The three vulnerable relationships on which the Government depends have all come under severe strain in the last seven days.
Fine Gael's relationship with the Independent Ministers has been badly damaged. Katherine Zappone has been among those most loyal to Enda Kenny in the current Government. The Taoiseach did her a great disservice in her absence last weekend when he claimed that she had not apprised him of the fact that she had spoken to Maurice McCabe about a Tusla file.
While Kenny has since sought to correct the public record, he ended up doing so in such a convoluted manner it caused real difficulties for his own position.
The weakness of Fine Gael's relationship with other Independent Ministers in the Coalition was further exposed when the Government had to agree to something called "an external independent audit of An Garda Síochána". This allowed Shane Ross and his Independent Alliance to claim some influence. It is not clear how this "external audit" will line up in the squadron of outside bodies that already exist to oversee policing.
The audit must surely overlap with the function of some or all of the Garda Inspectorate, the Garda Ombudsman Commission, the Police Authority and now the tribunal of inquiry. In reality, this new entity is no more than a political trinket for the Independent Alliance.
Painful
The relationship between
Fianna Fáil
and
Fine Gael
is also damaged. Fianna Fáil is the author of the uncomfortable position it found itself in this week. Straddling Opposition and Government in the way the confidence and supply relationship requires it to do was always going to get sore.
This week it was particularly painful for Fianna Fáil frontbenchers to have to explain how the party would not vote no confidence in the Government while at the same time strongly criticising the same Government for its shambolic handling of the McCabe fallout. The Government had enough support from Independents to enable Fianna Fáil to abstain rather than having to actually vote confidence on the motion.
Fianna Fáil’s hold over the minority Government may now actually have loosened. Having saved it on the McCabe issue this week, it will be more difficult for the party to threaten to pull the plug on a less significant crisis in future.
At one time the Taoiseach could be seen as crucial to the smooth operation of this makeshift Coalition and the arrangement with Fianna Fáil, but no longer. It is difficult to see how whoever succeeds Kenny could do a worse job of it than he did this week.
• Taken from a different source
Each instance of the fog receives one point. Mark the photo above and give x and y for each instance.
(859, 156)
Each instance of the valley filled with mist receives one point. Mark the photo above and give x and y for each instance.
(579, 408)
The third relationship on which this makeshift Government was built was the one between Kenny and his parliamentary party. The poor performance over the past week has sundered what was left of that relationship.
What is happening within Fine Gael this weekend is in many ways the working out of events that happened almost exactly a year ago. Kenny’s performance during the election campaign was disastrous. The fact that Fine Gael lost 16 seats left his leadership fatally wounded.
Borrowed time
His deft handling of the subsequent negotiations on government formation with the Independents, and separately with Fianna Fáil, and the fact that he retained the office of Taoiseach brought him some respite. In light of the election result, however, he was always on borrowed time. Kenny’s time has now run out.
The outcome of party leadership contests often defy predictions. They are shaped by the circumstances in which they occur. The dramatic collapse of Boris Johnson’s campaign for the leadership of the British Conservative party is such a recent case.
Leo Varadkar and Simon Coveney have now been forced to take their moment. This week's events also mean that Frances Fitzgerald is now out of this leadership race.
For months now all sources in Fine Gael have been saying that Varadkar has a comfortable lead in the succession stakes, with Coveney in second place. It will be worth watching the pace on the inside lane, however. If Paschal Donohue runs he could quickly emerge as a contender.
The former general secretary of Fianna Fáil, Frank Wall, who was my first boss 25 years ago, use to have an adage which is as true now as it was then. The polite version of it went like this: "sometimes there is so much dirt in the political pipes that, in order to clear the blockages, either a leadership change or a general election is required.".
If Fine Gael is not careful it may end up getting both.